Très simplement. J’ai débuté ma carrière dans la finance mais dès 2005, j’avais monté un centre de services autour du scooter, ce qui me rendait attentif à tout ce qui se développait de ce côté. Quand j’ai vu arriver Autolib, j’ai immédiatement pensé que le scooter avait toute sa place dans l’essor des transports partagés, surtout à Paris, dont la politique municipale est très active… contre les voitures !

C’est aussi une ville très tournée vers les nouvelles formes de partage et de collaboration. En juin 2016, j’ai lancé Cityscoot, un système de scooters électriques en libre-service sans borne ni abonnement. Au départ, j’avais 12 salariés. Ils sont aujourd’hui 110 pour gérer une flotte de 1 500 scooters. Les choses se sont enchaînées très vite, avec 4 communes limitrophes de Paris couvertes en plus depuis septembre, et l’annonce de notre arrivée à Nice où 400 scooters y seront en circulation l’année prochaine.

 

La french tech est-elle un moteur de développement ?

Clairement. J’ai même été surpris de la qualité, de l’expertise et de la maturité des jeunes ingénieurs que j’ai recrutés et qui ont permis de miser dès le départ sur la fiabilité de notre service. Il n’y a vraiment pas de souci à se faire en France pour s’entourer des bonnes personnes quand il s’agit de concevoir un système intelligent.
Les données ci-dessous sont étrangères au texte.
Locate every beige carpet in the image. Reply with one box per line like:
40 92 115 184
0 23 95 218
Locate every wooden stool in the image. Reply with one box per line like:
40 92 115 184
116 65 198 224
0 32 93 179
Par ailleurs, au niveau industriel, nous avons augmenté l’autonomie des scooters par l’ajout d’une batterie en lithium extrêmement performante, fabriquée en France, en Indre. Cette carte de la french tech est aussi un atout à l’étranger, où ce savoir-faire est reconnu.

 

Quand j’ai vu arriver Autolib, j’ai immédiatement pensé que le scooter avait toute sa place dans l’essor des transports partagés, surtout à Paris, dont la politique municipale est très active… contre les voitures !

 

Jusqu’où souhaitez-vous aller ?

C’est le leadership européen qui m’intéresse, au minimum ! Et nous y sommes déjà en taille de flotte opérée. Mais l’idée n’est pas de se précipiter car la valeur de notre service tient à la qualité de notre relation client et à notre gestion opérationnelle. La densité de scooters mis à disposition sur un territoire donné est essentielle. À Paris, je vise de mettre 4 à 5 000 scooters en circulation d’ici 2020. Nous devrions arriver prochainement en Italie, à Milan et à Turin. Le but est de répondre à l’essor de la culture du partage et de la mobilité qui grandit dans toutes les grandes villes. J’ai déjà été approché par deux villes d’Amérique latine et je regarde aussi vers l’Asie.